Незамеченная революция новатора-мученика. Что нужно знать про Варлама Шаламова
17 января 1982 года умер Варлам Шаламов. Корреспондент «Сноба» Алексей Черников побеседовал с Сергеем Соловьевым, руководителем проекта Shalamov.ru и главным специалистом Российского государственного архива
социально-политической истории, о том, какую революцию Шаламов совершил в литературе, чем он отличается от Фуко, как помогает противостоять «цифровому концлагерю» и тотальному «Диснейленду», как сохранить себя в нечеловеческих условиях и грозят ли они нам в скором будущем.

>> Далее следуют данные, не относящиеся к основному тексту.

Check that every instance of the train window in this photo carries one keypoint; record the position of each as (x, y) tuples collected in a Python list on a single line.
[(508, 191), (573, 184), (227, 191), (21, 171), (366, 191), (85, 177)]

Шаламова обычно вспоминают как автора лагерной прозы, но редко говорят о нем как о новаторе, создавшем новый литературный язык. Давайте исправим это и определим, в чем это новаторство состояло.

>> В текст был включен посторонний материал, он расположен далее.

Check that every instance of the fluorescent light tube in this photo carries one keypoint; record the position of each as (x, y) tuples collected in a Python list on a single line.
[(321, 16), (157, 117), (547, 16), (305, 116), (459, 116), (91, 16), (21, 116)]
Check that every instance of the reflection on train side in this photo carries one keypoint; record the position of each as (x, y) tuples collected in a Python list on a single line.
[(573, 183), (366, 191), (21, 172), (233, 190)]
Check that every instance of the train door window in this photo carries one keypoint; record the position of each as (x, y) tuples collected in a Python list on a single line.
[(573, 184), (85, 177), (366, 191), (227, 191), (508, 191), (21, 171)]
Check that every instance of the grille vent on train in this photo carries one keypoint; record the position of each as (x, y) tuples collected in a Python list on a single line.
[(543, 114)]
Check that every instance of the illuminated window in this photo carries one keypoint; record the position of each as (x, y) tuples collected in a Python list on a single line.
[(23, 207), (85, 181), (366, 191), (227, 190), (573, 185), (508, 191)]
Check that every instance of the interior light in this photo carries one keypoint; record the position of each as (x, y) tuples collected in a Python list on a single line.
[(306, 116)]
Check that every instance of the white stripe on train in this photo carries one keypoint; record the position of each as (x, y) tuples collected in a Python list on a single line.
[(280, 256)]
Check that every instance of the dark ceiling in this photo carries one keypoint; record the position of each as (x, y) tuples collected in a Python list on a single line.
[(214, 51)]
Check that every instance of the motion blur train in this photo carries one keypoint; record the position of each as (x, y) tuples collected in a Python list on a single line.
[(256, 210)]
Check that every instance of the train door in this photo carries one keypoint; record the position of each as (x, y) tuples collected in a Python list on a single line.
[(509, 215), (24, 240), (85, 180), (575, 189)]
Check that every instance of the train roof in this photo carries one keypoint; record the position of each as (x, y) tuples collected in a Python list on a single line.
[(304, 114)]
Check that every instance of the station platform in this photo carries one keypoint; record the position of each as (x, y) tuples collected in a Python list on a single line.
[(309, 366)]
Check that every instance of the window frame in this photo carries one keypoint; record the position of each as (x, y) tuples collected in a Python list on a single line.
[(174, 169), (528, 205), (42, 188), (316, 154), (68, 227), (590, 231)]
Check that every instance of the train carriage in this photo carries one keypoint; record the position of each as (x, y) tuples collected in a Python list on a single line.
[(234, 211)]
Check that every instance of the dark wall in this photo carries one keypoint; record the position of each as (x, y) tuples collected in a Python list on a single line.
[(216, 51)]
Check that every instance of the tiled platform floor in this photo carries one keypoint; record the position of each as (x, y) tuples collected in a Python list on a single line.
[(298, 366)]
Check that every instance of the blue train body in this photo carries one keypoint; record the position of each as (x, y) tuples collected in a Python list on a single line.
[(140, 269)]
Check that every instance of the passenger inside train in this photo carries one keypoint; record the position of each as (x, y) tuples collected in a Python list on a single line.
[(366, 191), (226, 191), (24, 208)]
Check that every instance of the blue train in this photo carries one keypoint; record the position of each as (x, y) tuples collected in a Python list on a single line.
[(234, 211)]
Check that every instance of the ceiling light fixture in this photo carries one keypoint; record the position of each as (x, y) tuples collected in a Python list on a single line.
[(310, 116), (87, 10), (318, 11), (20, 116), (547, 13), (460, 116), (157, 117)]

Среди исследователей тот факт, что он создал новый литературный язык, уже является общепризнанным. И именно это приводит многих филологов в экстаз. Кстати, большинство исследователей прозаического языка Шаламова до сих пор — западные. В чем состоит его новаторство? Шаламов сам написал об этом в эссе «О прозе», в котором манифестирует окончательную смерть романа. Он говорил, что никакая сила в мире не воскресит эту литературную форму, потому что доверие к беллетристике подорвано. Поэтому в прозе, по мнению Шаламова, необходимо стереть границу между документом и художественностью. Ведь сегодняшний читатель убеждается только документальными свидетельствами.

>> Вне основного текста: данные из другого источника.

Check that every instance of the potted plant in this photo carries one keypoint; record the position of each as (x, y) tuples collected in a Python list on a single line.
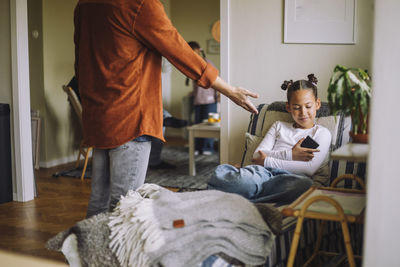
[(350, 91)]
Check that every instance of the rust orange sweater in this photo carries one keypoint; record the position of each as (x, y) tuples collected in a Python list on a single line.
[(118, 49)]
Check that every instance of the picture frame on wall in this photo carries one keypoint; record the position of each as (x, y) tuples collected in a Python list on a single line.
[(320, 22)]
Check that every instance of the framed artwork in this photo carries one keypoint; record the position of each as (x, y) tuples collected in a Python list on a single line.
[(323, 22)]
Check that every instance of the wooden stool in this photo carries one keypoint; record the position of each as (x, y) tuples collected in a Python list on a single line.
[(340, 200)]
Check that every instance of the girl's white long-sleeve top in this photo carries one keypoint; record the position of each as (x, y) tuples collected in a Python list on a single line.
[(278, 144)]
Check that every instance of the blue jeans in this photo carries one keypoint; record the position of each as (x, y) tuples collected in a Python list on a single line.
[(114, 172), (259, 184), (200, 114)]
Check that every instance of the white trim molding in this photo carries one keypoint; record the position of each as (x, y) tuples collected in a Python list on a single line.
[(224, 138), (21, 101)]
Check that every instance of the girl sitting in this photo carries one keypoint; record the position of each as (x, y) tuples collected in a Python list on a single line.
[(282, 168)]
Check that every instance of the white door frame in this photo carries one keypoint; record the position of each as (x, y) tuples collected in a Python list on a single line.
[(24, 177), (225, 74)]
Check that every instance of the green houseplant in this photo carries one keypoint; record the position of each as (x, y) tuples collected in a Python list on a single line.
[(349, 91)]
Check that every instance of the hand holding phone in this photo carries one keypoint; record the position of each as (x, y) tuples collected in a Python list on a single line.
[(309, 143)]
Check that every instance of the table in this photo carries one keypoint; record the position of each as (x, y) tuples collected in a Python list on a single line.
[(204, 130)]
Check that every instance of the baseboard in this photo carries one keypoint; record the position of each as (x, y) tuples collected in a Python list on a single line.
[(56, 162)]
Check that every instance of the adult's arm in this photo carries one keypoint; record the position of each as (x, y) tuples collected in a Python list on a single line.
[(155, 30)]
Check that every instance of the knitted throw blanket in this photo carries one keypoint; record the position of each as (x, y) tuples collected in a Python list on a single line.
[(153, 226)]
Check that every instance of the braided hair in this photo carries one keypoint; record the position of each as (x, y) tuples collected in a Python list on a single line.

Чтобы читатель почувствовал эту документальность, Шаламов прибегает к «эффекту присутствия» и «сбою восприятия» — особым литературным приемам. Они работают достаточно сложно и почти неуловимо. Например, в двух рассказах из цикла «Левый берег» фигурирует практически один и тот же персонаж — заведующий хирургическим отделением лагерной больницы. В рассказе «Прокуратор Иудеи» (кстати, это отсылка на одноименный рассказ Анатоля Франса) он выведен под фамилией Кубанцев и показан как растерянный человек, не сумевший помочь больным. И в том же цикле, в рассказе «Потомок декабриста», снова действует начальник хирургического отделения, только уже по фамилии Рубанцев. И он, наоборот, очень ответственный, он не боится начальства и не терпит подхалимаж. Читатель начинает путаться: Кубанцев и Рубанцев — это один человек или нет?
Шаламов делает это намеренно. Ведь лагерь — это зачеловеческий мир, в нем один человек может представать в разных обличиях, а хронология сбивается, и никакой почвы под ногами нет. Это и есть «сбой восприятия». А еще повествование в некоторых рассказах Шаламова идет одновременно и от первого, и от третьего лица. Это выбивает из читателя обыденное восприятие литературы.
Есть у Шаламова и множество других приемов. Например, обыгрывание образцов классики. Рассказ «На представку», посвященный карточной игре в лагере, начинается почти с той же фразы, с которой начинается «Пиковая дама»: «Играли в карты у коновода Наумова». Только у Пушкина был конногвардеец и Нарумов. Зачем это делается? А чтобы читатель, минимально знакомый с классической культурой, впитавший ее образцы, был сбит с толку и понял, что эти образцы в лагере не работают, приобретая искаженную, извращенную форму.
Получается, обычный читатель, не филолог, может всех этих изощренных ходов Шаламова даже не замечать.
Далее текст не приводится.